The law governing export controls is a niche area, and I have to say I know very little about it. I did, however, recently come across a post by Clif Burns of Bryan Cave that called to mind the Kuwait Airways case I’ve written about before. Burns’s post noted a recent sanction that the Office of Foreign Assets Control imposed on American Honda Finance Corp.
The issue for OFAC was that American Honda’s Canadian subsidiary financed the purchase of new Hondas by Cuban government officials. This was a violation of the Cuban Asset Control Regulations. But as Burns pointed out, Canadian law made it illegal for the Canadian subsidiary to refuse to finance the purchases on account of the US Cuba sanctions. Burns’s point—one of his points, anyway—is that the government is overreaching: “This applicable Canadian law is not even mentioned as a mitigating factor. Once again, it appears that the U.S. is telling one of its closest allies that we don’t really care what their laws are.”
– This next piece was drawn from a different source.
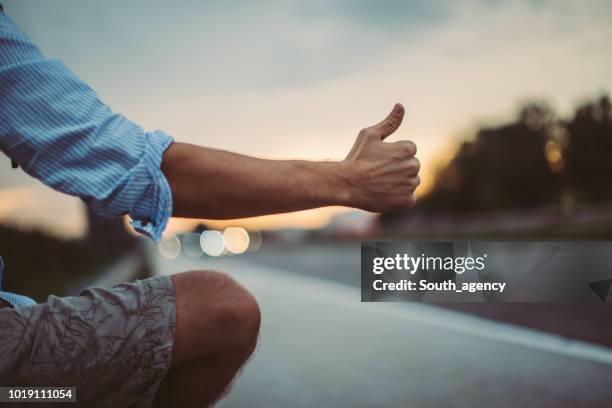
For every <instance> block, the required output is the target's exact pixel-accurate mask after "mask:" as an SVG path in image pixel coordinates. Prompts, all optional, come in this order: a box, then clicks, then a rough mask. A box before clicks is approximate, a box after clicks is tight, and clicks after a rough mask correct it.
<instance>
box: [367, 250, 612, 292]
mask: <svg viewBox="0 0 612 408" xmlns="http://www.w3.org/2000/svg"><path fill="white" fill-rule="evenodd" d="M611 284H612V242H483V241H455V242H363V243H362V246H361V300H362V301H363V302H376V301H425V302H606V301H608V295H609V292H610V286H611ZM610 298H611V299H610V300H611V301H612V296H610Z"/></svg>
This seems a reasonable criticism, but remember the Kuwait case? There, Kuwait Air had refused to sell a ticket to an Israeli traveler flying from New York to London, and it claimed that Kuwaiti law forbade it to do business with Israelis. The Department of Transportation did not allow the requirements of Kuwaiti law to stand in the way of enforcement of the laws against national origin discrimination.
Of course, there are differences between the two situations. In the Honda case, it was a foreign subsidiary that violated US law, whereas in the Kuwait case it was Kuwait Airlines itself. In the Kuwait case the US law in question was a civil rights law. In the Honda case, the law was an economic sanctions law. Still, I think the Kuwait case shows us that there are limits to any critique of the OFAC decision. It seems that there’s not a reason in principle to refuse to punish a firm that violates US law even when it complains that foreign law is making inconsistent demands. Rather, the analysis will involve some sort of weighing of the importance of comity against the importance of the policy at stake in the US law and in the foreign law.